Stares at the smoke like it’s a ladder
of black aces. Manny shuffles
five years back-- set fire to his car
for the insurance, but a bitter bitch
neighbor ratted him out. Lost
his house a year before wrecking
ball sucker-punched its lights
out. Angel smacks the cards
to the ground. High steps away,
knees punching the air like knuckles,
spewing snot and spit and gibberish.
He’s made this park and Pacific Garden
Missions his home for fourteen years.
Talks crazy to himself.
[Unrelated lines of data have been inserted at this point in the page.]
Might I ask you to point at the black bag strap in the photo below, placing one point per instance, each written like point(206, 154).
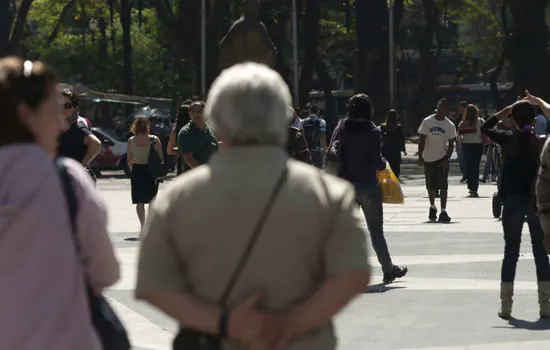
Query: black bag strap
point(254, 238)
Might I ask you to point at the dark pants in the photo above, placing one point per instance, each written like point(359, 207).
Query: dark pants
point(370, 200)
point(472, 153)
point(394, 159)
point(437, 175)
point(516, 208)
point(317, 158)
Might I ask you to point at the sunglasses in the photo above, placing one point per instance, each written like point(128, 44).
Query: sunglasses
point(67, 106)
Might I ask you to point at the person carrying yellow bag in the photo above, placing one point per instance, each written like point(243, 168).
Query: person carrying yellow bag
point(390, 186)
point(355, 155)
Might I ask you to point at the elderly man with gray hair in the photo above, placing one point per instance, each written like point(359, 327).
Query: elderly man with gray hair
point(269, 249)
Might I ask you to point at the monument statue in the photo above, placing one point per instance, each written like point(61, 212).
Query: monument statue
point(247, 40)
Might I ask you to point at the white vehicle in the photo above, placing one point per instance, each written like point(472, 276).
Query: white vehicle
point(113, 153)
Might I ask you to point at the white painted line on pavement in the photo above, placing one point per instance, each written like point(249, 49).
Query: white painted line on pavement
point(447, 259)
point(419, 283)
point(142, 332)
point(526, 345)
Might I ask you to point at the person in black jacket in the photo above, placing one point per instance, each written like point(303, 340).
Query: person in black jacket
point(520, 164)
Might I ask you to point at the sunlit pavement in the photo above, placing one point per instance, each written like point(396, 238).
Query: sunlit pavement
point(448, 300)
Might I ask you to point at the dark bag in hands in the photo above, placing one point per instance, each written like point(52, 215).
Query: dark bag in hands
point(111, 332)
point(188, 339)
point(155, 167)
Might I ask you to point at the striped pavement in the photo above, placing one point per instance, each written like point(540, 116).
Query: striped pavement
point(448, 301)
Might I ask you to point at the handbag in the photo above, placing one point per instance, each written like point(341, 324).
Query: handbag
point(111, 332)
point(188, 339)
point(155, 167)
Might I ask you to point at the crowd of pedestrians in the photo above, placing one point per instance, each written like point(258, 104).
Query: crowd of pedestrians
point(286, 251)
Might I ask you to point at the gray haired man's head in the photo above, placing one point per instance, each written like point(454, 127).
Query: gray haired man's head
point(248, 104)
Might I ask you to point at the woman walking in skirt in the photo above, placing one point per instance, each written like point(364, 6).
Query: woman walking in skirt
point(144, 186)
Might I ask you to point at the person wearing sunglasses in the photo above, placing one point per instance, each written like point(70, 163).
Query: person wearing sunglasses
point(77, 142)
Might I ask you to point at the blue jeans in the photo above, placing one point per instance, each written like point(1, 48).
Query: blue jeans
point(489, 165)
point(369, 197)
point(461, 158)
point(516, 208)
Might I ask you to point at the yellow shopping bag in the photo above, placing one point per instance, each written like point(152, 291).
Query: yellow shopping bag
point(390, 186)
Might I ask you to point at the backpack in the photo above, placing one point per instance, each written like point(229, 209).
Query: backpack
point(312, 132)
point(155, 167)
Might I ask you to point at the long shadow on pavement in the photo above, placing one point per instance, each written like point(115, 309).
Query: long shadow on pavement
point(538, 325)
point(381, 288)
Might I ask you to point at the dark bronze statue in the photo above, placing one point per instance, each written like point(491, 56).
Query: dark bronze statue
point(248, 40)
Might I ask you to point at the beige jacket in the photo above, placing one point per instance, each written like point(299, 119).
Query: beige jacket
point(543, 188)
point(198, 227)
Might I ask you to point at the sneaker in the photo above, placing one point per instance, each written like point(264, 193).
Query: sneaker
point(444, 217)
point(397, 272)
point(433, 214)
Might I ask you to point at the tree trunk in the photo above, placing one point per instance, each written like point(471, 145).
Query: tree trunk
point(373, 56)
point(126, 23)
point(327, 84)
point(103, 41)
point(19, 26)
point(7, 9)
point(311, 35)
point(426, 95)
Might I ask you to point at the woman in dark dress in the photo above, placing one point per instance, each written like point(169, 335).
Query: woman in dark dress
point(393, 141)
point(144, 186)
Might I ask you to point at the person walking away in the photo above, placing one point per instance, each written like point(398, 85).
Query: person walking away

Gets black-eyed
and nose-bloodied by hot-blooded bullies
who don’t like his lip. He was once
a lawyer or a Jaguar dealer or a history
professor or a comedian or a mayor
of a town way down south. His right
hand’s broken. He can’t deal.
--Peter Kahn
Peter Kahn was a finalist in the 2006 Fugue Poetry Contest and the 2008 Violet Reed Haas Prize for Poetry. A founding member of Malika’s Kitchen, he has an MA in English Education and teaches in Chicago and London.